Python Text to Speech pyttsx3 — Deep Dive

Driver architecture

pyttsx3 uses a driver abstraction to interface with platform-specific speech engines. When you call pyttsx3.init(driverName=None), the library auto-detects the platform and loads the appropriate driver:

  • sapi5 (Windows) — wraps the COM-based Speech API 5. Communicates with the speech engine via win32com.client.Dispatch("SAPI.SpVoice"). Supports SAPI-compliant voices from Microsoft, third-party vendors like Ivona, and OneCore voices in Windows 10+.
  • nsss (macOS) — wraps NSSpeechSynthesizer from the AppKit framework via PyObjC. Accesses system voices including the high-quality “enhanced” and “premium” variants.
  • espeak (Linux) — wraps the espeak-ng command-line synthesizer. Communicates by spawning processes or using the espeak C library via ctypes.

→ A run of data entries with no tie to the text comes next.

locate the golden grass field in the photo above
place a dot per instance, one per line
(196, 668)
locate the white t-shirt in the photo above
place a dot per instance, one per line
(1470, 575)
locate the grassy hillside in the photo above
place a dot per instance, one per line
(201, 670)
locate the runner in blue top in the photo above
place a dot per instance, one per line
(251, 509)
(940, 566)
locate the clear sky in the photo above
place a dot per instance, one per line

You can force a specific driver: pyttsx3.init(driverName='espeak'). This is useful on systems where multiple engines are available.

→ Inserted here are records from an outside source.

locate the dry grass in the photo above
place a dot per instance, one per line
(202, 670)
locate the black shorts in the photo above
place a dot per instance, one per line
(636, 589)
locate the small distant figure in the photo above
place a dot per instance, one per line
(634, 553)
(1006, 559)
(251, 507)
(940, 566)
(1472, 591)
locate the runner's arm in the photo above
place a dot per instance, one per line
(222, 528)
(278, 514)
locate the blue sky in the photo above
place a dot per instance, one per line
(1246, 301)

Engine singleton and threading

pyttsx3.init() returns a singleton — calling it multiple times gives the same Engine instance. This is important for threading: the engine is not thread-safe. Calling say() or runAndWait() from multiple threads simultaneously causes crashes or deadlocks.

Safe patterns for multi-threaded applications:

import threading
import queue

class TTSWorker:
    def __init__(self):
        self.queue = queue.Queue()
        self.thread = threading.Thread(target=self._run, daemon=True)
        self.thread.start()
    
    def _run(self):
        engine = pyttsx3.init()
        while True:
            text = self.queue.get()
            if text is None:
                break
            engine.say(text)
            engine.runAndWait()
    
    def speak(self, text):
        self.queue.put(text)
    
    def stop(self):
        self.queue.put(None)

tts = TTSWorker()
tts.speak("Thread-safe speech")

This dedicates one thread to TTS and funnels all requests through a queue. The engine lives entirely within that thread.

Voice management in depth

Voices expose several properties beyond name and ID:

for voice in engine.getProperty('voices'):
    print(f"ID:       {voice.id}")
    print(f"Name:     {voice.name}")
    print(f"Languages: {voice.languages}")
    print(f"Gender:   {voice.gender}")
    print(f"Age:      {voice.age}")

On Windows, voice IDs are registry paths like HKEY_LOCAL_MACHINE\SOFTWARE\Microsoft\Speech\Voices\Tokens\TTS_MS_EN-US_DAVID_11.0. On macOS, they are bundle identifiers like com.apple.speech.synthesis.voice.Alex.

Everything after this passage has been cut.